La pandemia da Covid-19 ha forse intensificato il fenomeno, ma l’ondata di complottismo stava già vivendo la sua età dell’oro. Talvolta la responsabilità nella diffusione di notizie false o allarmistiche è da attribuirsi alla stampa. Ma in buona parte dei casi a mettere sui social fake news o a confezionarle appositamente sono gli stessi utenti del web.
Mai come in questi mesi stiamo assistendo all’alzata di testa di gruppi di negazionisti del virus, complottisti convinti che le responsabilità siano dei fantomatici “poteri forti” e analfabeti funzionali, incapaci di discernere tra fake news e notizie.
Ci siamo infiltrati in alcuni gruppi Telegram che contano migliaia di iscritti per raccogliere le notizie (false) più incredibili, tastare gli umori degli utenti e interfacciarci con il volto più oscuro dell’informazione. Quella che sostiene di essere libera ma nasconde al suo interno pericolose frange negazioniste, quando non apertamente anti sistema e reazionarie.
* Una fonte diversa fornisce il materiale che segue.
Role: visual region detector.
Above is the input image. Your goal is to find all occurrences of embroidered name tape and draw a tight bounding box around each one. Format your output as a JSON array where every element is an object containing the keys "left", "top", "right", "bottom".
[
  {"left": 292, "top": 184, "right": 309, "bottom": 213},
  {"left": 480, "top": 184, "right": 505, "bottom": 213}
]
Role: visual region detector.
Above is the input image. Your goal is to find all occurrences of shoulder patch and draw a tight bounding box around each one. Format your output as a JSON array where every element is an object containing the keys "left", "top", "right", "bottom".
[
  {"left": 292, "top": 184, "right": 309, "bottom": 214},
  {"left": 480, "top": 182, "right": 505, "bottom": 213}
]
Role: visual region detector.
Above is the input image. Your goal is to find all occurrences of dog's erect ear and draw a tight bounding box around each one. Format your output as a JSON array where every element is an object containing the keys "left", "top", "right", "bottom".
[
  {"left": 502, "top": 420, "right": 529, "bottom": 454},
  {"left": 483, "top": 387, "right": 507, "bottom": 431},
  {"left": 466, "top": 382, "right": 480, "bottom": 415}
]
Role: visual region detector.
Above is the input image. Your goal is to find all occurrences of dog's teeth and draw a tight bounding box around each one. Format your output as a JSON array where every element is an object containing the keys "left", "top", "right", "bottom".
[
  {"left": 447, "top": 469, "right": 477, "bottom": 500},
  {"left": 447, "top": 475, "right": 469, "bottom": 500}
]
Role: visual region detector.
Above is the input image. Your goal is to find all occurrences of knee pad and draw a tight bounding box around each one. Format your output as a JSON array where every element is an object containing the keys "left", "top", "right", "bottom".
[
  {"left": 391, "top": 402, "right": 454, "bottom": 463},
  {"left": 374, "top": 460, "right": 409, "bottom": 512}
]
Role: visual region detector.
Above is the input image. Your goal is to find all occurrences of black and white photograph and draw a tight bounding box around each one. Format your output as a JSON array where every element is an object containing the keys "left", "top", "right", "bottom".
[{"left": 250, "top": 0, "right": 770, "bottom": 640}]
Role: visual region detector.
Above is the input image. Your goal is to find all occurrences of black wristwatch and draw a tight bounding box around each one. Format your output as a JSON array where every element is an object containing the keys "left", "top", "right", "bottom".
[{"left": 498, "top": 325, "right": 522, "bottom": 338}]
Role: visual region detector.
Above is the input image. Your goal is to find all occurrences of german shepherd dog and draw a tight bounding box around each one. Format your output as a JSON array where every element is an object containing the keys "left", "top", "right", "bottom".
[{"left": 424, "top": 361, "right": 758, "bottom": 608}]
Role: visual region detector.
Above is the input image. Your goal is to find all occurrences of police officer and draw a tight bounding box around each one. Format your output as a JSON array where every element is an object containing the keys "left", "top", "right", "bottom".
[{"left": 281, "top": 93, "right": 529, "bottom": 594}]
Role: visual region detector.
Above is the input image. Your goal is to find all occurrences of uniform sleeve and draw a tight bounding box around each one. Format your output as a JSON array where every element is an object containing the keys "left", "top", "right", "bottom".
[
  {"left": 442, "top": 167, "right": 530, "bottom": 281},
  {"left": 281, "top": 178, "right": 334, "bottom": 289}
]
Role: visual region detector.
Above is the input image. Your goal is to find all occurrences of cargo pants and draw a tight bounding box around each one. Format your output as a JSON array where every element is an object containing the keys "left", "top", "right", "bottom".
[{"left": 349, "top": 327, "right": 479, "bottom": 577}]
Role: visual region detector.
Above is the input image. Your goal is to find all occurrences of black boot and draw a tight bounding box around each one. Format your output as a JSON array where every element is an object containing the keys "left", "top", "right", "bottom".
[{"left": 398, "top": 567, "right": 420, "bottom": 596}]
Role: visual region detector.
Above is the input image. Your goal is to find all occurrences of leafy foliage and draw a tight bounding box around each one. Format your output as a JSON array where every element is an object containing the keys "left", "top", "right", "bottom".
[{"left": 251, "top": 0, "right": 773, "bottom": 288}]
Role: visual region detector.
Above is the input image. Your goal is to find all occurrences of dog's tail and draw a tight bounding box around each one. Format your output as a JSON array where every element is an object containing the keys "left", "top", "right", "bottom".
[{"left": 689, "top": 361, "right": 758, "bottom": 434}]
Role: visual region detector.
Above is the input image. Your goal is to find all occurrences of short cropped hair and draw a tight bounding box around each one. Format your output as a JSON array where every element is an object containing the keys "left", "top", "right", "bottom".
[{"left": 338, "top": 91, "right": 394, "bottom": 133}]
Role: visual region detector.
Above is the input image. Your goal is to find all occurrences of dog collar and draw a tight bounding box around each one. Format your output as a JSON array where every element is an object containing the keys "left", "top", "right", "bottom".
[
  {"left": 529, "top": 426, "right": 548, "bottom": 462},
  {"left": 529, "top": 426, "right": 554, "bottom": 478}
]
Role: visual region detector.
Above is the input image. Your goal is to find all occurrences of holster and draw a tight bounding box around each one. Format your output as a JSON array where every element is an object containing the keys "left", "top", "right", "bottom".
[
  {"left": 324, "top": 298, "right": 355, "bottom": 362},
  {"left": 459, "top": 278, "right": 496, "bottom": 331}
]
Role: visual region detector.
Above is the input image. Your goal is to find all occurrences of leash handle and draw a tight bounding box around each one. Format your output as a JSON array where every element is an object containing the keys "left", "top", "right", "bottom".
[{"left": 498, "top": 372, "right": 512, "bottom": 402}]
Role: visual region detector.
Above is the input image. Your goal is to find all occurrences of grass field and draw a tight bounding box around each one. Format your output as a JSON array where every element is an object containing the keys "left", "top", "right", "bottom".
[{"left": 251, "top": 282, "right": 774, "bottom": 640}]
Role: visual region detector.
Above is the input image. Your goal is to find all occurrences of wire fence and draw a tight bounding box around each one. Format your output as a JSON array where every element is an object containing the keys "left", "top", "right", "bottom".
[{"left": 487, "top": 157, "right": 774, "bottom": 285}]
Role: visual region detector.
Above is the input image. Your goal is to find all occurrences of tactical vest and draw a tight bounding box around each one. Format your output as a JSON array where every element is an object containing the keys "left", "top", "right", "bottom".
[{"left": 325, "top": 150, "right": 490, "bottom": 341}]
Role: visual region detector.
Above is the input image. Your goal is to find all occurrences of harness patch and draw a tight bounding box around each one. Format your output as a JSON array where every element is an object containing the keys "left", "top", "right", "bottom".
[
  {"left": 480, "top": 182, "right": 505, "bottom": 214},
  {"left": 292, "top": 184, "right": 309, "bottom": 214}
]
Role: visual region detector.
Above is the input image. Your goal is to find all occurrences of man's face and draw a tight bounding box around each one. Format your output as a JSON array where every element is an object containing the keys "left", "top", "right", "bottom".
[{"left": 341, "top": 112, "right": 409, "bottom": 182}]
La cosa che salta subito all’occhio è il forte spirito militante su cui si fondano. La scienza, la razionalità, la freddezza dei dati oggettivi non infiammano il cuore delle persone. Ma l’aggressività, la rabbia e la canalizzazione verso un nemico comune polarizzano l’attenzione di migliaia di persone. Forse non è così sbagliato, come sostiene The Vision, che il complottismo si spieghi con la volontà di ricercare un senso e uno scopo in vite spesso spente e prive di un obiettivo. Il complottismo si può spiegare sommando una quantità di fattori: isolamento sociale, ignoranza, rifiuto di colmare le proprie lacune ricorrendo allo studio e all’informazione, credenza che la conoscenza mainstream sia in qualche modo deviata e deviante.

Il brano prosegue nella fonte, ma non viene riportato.